The MEDLINE search returned 2,300 studies for review and 325 met the inclusion criteria for the analysis. DVH variables were dichotomized using cut points in 154 (47.4%) studies. Logistic regression (55.4% of studies) was the most common statistical method used to relate DVH to toxicity outcomes, followed by Cox regression (20.6%) and linear regression (12.0%). Multivariable statistical tests were performed in 226 (69.5%) studies; of these, the possibility of multicollinearity was addressed in 47.8% and model goodness-of-fit were reported in 32.6%. The threshold for statistical significance was adjusted to account for multiple comparisons in 41 of 196 (17.1%) studies that included multiple statistical comparisons. Twenty-eight (8.6%) studies were classified as missing details necessary to reproduce the study results.
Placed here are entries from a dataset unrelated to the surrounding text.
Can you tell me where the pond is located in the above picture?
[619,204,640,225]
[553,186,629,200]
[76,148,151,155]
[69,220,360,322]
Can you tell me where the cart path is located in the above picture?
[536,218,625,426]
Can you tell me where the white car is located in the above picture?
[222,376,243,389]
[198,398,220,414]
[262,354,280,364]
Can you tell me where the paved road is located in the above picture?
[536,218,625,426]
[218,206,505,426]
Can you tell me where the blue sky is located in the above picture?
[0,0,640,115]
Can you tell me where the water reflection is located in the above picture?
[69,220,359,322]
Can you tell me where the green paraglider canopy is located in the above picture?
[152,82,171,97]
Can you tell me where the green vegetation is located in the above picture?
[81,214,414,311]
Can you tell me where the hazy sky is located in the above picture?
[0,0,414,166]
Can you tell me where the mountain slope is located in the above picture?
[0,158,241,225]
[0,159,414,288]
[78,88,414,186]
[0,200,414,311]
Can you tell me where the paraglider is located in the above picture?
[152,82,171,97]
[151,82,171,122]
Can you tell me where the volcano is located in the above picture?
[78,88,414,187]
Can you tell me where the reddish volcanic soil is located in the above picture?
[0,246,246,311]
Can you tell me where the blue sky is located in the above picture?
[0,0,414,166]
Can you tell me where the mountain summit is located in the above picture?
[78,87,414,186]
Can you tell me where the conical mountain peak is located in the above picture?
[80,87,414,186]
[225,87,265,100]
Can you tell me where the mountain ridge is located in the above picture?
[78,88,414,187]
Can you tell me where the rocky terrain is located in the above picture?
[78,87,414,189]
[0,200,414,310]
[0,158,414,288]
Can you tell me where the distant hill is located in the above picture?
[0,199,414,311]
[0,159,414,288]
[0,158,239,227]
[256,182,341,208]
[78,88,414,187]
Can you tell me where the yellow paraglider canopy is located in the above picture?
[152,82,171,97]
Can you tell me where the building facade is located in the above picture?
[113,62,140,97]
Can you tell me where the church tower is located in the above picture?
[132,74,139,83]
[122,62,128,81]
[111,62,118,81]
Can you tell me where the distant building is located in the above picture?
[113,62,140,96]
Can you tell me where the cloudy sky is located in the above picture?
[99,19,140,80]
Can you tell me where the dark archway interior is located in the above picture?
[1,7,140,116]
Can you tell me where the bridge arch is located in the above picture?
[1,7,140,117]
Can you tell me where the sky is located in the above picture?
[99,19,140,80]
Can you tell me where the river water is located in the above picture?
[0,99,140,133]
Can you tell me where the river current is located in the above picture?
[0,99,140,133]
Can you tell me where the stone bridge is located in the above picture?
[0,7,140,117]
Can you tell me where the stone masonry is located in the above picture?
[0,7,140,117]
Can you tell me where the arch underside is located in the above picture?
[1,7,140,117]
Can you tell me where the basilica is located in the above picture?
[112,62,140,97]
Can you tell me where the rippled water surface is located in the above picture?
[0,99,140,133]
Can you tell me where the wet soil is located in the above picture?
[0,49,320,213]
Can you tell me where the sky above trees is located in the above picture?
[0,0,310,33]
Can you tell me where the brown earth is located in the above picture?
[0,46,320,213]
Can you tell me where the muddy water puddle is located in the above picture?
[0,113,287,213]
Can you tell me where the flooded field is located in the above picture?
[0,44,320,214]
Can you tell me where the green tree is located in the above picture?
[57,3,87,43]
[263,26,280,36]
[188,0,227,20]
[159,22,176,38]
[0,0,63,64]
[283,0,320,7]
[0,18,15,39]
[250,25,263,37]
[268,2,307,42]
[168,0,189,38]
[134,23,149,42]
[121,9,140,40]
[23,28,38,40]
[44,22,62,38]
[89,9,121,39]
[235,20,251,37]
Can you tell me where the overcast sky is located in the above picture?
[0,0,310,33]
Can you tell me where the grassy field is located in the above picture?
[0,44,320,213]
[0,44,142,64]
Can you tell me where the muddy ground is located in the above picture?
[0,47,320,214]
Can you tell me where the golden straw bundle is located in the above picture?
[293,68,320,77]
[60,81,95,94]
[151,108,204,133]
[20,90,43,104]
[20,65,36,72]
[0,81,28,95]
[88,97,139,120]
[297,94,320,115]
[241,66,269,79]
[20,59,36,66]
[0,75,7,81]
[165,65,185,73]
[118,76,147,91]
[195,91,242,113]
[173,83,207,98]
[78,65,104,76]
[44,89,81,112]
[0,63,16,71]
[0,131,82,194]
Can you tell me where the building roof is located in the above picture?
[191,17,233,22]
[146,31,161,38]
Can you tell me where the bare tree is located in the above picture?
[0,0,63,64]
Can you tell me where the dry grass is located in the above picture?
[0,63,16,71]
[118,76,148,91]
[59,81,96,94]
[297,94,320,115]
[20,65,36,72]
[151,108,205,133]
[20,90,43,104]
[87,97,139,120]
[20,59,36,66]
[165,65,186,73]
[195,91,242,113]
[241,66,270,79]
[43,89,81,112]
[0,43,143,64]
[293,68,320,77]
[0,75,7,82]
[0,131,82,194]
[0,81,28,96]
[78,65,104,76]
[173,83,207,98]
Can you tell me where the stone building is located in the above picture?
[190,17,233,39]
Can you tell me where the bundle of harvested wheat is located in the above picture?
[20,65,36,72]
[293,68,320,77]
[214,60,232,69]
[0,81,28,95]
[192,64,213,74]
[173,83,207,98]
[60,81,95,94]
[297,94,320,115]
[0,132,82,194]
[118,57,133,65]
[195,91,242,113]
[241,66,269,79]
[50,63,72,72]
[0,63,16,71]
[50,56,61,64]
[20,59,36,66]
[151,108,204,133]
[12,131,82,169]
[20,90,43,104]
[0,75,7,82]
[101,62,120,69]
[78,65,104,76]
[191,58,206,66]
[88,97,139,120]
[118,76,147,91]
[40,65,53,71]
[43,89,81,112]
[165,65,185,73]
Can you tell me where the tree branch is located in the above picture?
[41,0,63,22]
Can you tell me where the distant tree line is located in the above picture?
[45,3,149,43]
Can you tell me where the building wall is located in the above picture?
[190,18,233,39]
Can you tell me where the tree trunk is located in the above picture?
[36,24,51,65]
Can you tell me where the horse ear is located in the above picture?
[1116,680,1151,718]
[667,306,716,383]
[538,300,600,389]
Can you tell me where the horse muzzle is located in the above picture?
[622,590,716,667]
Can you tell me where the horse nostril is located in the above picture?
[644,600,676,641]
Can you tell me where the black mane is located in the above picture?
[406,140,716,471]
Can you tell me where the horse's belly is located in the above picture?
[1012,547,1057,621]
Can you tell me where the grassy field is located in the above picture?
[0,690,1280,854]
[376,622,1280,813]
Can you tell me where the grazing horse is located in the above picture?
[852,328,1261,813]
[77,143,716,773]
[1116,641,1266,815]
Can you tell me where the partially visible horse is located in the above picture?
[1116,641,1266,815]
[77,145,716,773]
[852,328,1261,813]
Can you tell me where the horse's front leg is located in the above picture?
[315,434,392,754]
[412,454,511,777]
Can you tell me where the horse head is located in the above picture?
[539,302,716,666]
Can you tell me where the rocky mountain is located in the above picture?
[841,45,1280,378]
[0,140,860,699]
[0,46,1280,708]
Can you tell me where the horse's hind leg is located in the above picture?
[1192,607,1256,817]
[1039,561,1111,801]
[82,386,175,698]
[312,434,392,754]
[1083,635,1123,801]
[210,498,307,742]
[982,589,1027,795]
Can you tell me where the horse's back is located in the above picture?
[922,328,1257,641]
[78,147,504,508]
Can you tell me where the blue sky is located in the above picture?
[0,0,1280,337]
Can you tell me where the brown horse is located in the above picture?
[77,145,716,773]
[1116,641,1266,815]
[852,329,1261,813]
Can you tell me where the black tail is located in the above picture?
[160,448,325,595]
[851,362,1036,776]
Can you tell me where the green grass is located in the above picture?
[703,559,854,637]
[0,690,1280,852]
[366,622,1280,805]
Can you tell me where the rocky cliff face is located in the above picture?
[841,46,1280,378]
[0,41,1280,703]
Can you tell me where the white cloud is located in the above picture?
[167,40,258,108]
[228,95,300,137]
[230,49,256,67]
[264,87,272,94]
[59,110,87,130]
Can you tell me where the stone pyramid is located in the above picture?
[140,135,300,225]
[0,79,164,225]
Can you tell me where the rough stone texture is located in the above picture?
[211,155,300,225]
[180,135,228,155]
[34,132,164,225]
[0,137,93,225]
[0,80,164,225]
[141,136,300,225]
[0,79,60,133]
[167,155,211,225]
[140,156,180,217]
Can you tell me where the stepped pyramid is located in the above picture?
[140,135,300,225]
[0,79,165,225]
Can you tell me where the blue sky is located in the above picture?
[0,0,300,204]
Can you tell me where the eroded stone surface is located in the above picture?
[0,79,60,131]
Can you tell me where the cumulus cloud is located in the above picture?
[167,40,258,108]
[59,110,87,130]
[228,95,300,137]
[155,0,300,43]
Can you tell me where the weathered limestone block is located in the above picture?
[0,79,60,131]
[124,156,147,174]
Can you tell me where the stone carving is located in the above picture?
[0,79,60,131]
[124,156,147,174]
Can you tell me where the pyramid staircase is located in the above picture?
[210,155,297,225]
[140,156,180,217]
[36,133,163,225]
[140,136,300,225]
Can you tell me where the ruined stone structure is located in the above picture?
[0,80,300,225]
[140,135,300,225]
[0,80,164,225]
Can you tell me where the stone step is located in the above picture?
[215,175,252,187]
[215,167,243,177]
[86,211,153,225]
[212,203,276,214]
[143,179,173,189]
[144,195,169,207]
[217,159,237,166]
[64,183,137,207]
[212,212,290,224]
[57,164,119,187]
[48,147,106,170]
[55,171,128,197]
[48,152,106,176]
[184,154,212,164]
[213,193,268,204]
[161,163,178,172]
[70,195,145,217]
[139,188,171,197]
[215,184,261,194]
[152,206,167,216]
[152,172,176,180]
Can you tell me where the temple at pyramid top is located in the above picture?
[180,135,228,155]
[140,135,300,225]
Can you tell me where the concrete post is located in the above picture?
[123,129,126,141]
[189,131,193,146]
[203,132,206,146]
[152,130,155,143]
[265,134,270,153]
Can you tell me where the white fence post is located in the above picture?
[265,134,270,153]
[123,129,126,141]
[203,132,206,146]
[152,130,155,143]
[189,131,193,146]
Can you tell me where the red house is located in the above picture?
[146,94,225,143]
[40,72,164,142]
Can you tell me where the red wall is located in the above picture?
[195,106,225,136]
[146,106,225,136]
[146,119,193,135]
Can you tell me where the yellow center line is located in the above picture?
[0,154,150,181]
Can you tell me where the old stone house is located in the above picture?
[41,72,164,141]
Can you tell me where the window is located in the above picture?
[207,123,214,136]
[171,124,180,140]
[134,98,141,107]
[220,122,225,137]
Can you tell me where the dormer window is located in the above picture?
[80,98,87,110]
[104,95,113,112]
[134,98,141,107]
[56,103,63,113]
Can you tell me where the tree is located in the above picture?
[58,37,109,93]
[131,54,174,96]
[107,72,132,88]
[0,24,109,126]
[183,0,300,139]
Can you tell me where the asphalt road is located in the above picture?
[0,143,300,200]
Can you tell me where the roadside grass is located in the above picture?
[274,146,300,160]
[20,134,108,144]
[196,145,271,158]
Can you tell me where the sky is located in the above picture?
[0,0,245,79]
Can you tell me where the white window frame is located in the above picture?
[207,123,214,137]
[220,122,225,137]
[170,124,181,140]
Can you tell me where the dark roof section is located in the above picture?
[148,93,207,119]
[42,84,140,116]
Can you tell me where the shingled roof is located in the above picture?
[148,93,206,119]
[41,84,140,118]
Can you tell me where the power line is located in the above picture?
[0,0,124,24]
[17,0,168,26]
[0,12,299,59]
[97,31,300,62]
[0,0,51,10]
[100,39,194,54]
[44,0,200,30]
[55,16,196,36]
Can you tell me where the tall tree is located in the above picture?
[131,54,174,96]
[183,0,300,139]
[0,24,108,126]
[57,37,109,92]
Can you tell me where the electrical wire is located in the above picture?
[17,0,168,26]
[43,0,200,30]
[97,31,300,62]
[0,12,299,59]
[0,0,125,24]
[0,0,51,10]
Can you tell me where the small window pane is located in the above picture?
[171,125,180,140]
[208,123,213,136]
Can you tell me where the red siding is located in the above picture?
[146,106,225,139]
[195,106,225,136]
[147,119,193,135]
Current practices of statistical reporting in DVH outcomes suggest that studies may be vulnerable to threats against internal and external validity. Recommendations for reporting are provided herein to guard against such threats and to promote cohesiveness among radiation oncology outcomes researchers.
将剂量-体积直方图(DVH)信息与患者结局相关联对于放射肿瘤学的结局研究至关重要,但这在统计学上具有挑战性。我们对 DVH 毒性研究进行了此次重点回顾,以描述当前的统计方法,并确定是否需要更新报告建议。
我们在 5 种放射肿瘤学专业期刊上进行了有针对性的 MEDLINE 搜索,以确定在 2015 年至 2021 年间发表的将剂量测定与人类放射治疗毒性结局相关联的研究。从每篇手稿中提取的元素包括研究结果、考虑的危险器官(OAR)、分析的 DVH 参数、分析方法概述、多变量统计学的使用、拟合优度报告、模型报告的完整性、多变量共线性评估、多重比较调整以及变量二分法的方法。还评估了每项研究是否有足够的报告以允许复制结果。
MEDLINE 搜索返回了 2300 项研究进行审查,其中 325 项符合纳入分析的标准。154 项研究(47.4%)使用截断值将 DVH 变量二分。逻辑回归(55.4%的研究)是最常用的统计方法,用于将 DVH 与毒性结局相关联,其次是 Cox 回归(20.6%)和线性回归(12.0%)。226 项研究(69.5%)进行了多变量统计检验;其中,47.8%研究了多变量共线性的可能性,32.6%研究报告了模型拟合优度。在包括多个统计比较的 196 项研究中的 41 项研究中,调整了统计显著性阈值以考虑到多重比较。28 项(8.6%)研究被归类为缺少重现研究结果所需的详细信息。
目前在 DVH 结局研究中的统计报告实践表明,这些研究可能容易受到内部和外部有效性的威胁。本文提供了报告建议,以防止此类威胁,并促进放射肿瘤学结局研究人员之间的一致性。